ChatGPT and ZSH: How I Learned to Stop Worrying and Love the AI

ChatGPT and ZSH: How I Learned to Stop Worrying and Love the AI

ChatGPT struck the world on November 30th, 2022 and was an eye opener. It is a stunning… tool? thing? I don’t know, I’m pretty much in awe of what it does at this point and watching the tech community poke and prod it has been pretty enlightening. Where I got REALLY curious was as I noticed people requesting that ChatGPT reverse engineer code, develop malware, and what really struck a nerve with me, generate CloudFormation and Terraform code. I finally really started digging around and discovered there are some amazing productivity gains to be had, especially with looking up commands and parsing json.

first stop lazyshell

This was the first tool I started playing around with. lazyshell basically queries ChatGPT for commands. It is an insanely good command lookup tool. Think of all the silly little commands you muck up (find!!!!! I always forget find syntax. Or JSON parsing using jq!). It has some really neat features, such as being able to include the existing command into your ChatGPT query.

Install and setup is simple:

git clone https://github.com/not-poma/lazyshell.git ~/.zsh/plugins/lazyshell

Then edit your ~/.zshrc:

# chatgpt
export OPENAI_API_KEY=YOURMAGICKEYHERE
source ~/.zsh/plugins/lazyshell/lazyshell.zsh

Notice that you will need to register and generate an API key on the OpenAI site.

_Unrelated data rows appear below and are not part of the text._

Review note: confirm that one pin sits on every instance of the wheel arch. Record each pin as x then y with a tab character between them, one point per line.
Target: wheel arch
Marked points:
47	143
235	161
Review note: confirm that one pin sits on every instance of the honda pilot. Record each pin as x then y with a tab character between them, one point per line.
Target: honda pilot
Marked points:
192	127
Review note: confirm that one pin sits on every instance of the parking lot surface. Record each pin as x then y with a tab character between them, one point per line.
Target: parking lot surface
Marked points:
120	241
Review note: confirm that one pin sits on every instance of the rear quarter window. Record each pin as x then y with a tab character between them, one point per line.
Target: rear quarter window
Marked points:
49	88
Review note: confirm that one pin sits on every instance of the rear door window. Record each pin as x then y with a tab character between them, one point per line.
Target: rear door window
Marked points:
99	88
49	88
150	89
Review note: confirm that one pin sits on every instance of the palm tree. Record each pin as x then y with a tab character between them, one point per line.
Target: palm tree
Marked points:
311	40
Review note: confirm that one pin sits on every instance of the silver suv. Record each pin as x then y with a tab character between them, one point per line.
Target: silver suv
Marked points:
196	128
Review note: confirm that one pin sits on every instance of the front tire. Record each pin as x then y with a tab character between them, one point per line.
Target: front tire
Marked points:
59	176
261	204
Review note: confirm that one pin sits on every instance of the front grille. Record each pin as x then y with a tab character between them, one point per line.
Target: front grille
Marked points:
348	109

Be advised, it requires a credit card and ou may incur charges.

After that, reload your ZSH config and enjoy. Here’s an example of it in action….

zsh and chatgpt - lazyshell

I mean… that’s slick. Shout out to https://github.com/not-poma/lazyshell.

another one - sgpt

This one is also pretty dang interesting, as it allows for interaction with ChatGPT on the terminal, but can provide more than just shell commands. So not only can you get commands, you can get information, including code blocks or example code. Observe:

zsh and chatgpt - shell-gpt

Easy to install, only a pip install shell-gpt away.

Great googly moogly that’s cool. Shout out to https://github.com/TheR1D/shell_gpt.

summary

Uh, yeah. This is just ridiculously good. It is incredibly powerful and speeds me up even more when working. And this is in a good way; the most annoying thing I can do during the day is take my hands off the keys and put it on the mouse to dig around on Stack Overflow, trying to find an obscure flag for the find command or parse some nested field in a JSON document, selecting a specific key/value pair. This is turbo mode. It eliminates the painful part of my day, and keeps me close to the fun stuff.

Having these tools ready and being able to use them just speeds up the ability to do work. And not just “do work faster”. The ability to get rid of the frustrating and mundane. Looking up some silly basic thing (we all do it) when you’re trying to create some very large intricate system is just painfully frustrating. Just think of how many times you’ve had to look up some trivial thing in the midst of solving a really cool project. This shortens that.

Didn’t even talk about how ridiculously powerful GitHub CoPilot is. Another AI tool I freaking love. Looking forward to the next tool.

bonus

I had to include this, when ChatGPT describes itself (this was coupled with asking it about integrating into a shell), it just kind of blows my mind…

ChatGPT is a powerful language model that can be used for a wide range of applications, from generating natural language text to answering questions and performing complex calculations. However, accessing its full potential can sometimes be challenging, especially for those who are not familiar with the command-line interface.

I don’t know, this is some coooooooool stuff.

That “language model” is such a good concept (and execution). The fact that I can kind of know and just vaguely search and have some THING figure it out for me is really the science fiction I thought of as a kid. It’s literally Star Trek TNG, where I can just say something and ChatGPT (or whatever AI) just parses it for me. That language parsing ability is the game changer. How Siri, OK Google, and Alexa missed on this is a mystery.

What will the future hold here? I wonder if we’ll see AI within individual systems? Will everyone run their own, like some Elasticsearch cluster? Will there be AWS Serverless ChatGPT? Will there be an “on-prem” version? How can we keep the data up to date? How do we easily ingest new data (or different format)? How do we deal with AI hallucinations (which are a real thing)?